The hospital will have to raise its rates to cover the cost of her
indigent care. The insurance companies that cover those Florida
citizens who still have health insurance will raise their premiums to
cover the hospital's higher rates. The employers who pay those
premiums will not be able to pay bonuses or give raises to their
remaining employees because their health insurance costs are too high
to allow it. But you know what? At least it's not a tax.
Fact is costs don't go away just because government doesn't pay them.

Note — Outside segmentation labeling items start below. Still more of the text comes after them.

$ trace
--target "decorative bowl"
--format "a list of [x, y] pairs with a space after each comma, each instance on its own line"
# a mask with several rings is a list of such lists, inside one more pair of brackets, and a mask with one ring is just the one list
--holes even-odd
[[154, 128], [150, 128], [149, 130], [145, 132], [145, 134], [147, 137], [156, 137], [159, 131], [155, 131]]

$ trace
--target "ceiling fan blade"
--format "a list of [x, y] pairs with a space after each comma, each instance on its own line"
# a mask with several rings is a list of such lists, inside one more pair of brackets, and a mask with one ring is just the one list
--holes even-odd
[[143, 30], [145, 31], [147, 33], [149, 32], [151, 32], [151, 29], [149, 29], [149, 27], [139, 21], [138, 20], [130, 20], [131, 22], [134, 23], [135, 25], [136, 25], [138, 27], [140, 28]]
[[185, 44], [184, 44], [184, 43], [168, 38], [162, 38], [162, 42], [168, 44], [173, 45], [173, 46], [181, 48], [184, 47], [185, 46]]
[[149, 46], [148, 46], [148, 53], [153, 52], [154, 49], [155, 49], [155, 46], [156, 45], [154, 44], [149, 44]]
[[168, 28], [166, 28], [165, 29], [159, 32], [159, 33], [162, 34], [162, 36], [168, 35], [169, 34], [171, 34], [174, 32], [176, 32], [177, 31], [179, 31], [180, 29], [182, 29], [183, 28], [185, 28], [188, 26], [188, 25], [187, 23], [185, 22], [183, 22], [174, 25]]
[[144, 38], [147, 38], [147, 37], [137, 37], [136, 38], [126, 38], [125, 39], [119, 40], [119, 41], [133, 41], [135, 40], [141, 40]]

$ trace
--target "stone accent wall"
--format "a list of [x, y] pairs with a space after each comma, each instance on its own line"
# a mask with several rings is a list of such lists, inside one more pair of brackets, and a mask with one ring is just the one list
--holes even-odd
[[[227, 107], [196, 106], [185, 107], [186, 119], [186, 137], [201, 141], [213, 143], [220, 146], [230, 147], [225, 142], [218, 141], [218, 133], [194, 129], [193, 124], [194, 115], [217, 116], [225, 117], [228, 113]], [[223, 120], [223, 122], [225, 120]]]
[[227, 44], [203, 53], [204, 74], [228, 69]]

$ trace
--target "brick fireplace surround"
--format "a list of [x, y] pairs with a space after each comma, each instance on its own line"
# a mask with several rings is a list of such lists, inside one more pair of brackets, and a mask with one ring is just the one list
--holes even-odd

Society still gets left holding the bag. Society just doesn't have to
blame the guys who took the benefits away. After all they saved us a
bunch of money.
They'll be able to tally it all up and show us charts and whatnot to
prove what a marvelous job they did getting government spending under
control.
The economy will still be in the tank, people still won't have jobs,
and 30 million of us will still be uninsured, but that will all be
someone else's fault—probably the shiftless, lazy mob of folks like
me who would rather bitch about our lot in life than do anything
constructive.
Meanwhile the Republicans can take all the entitlement savings and
spend them on tax cuts for their rich friends. The rich friends will
make campaign contributions to candidates who are closer to Voldemort
than Ronald Reagan, fund scurrilous PAC attack ads, contribute large
sums to fancy prep schools where they can incubate more of
themselves, and give enough money to the Mormon Church so it can
start buying up Vatican treasures. A lot of this is characterized as
charitable giving, so, you know, it's comforting at least to know
that they are not buying fuel for their yachts either.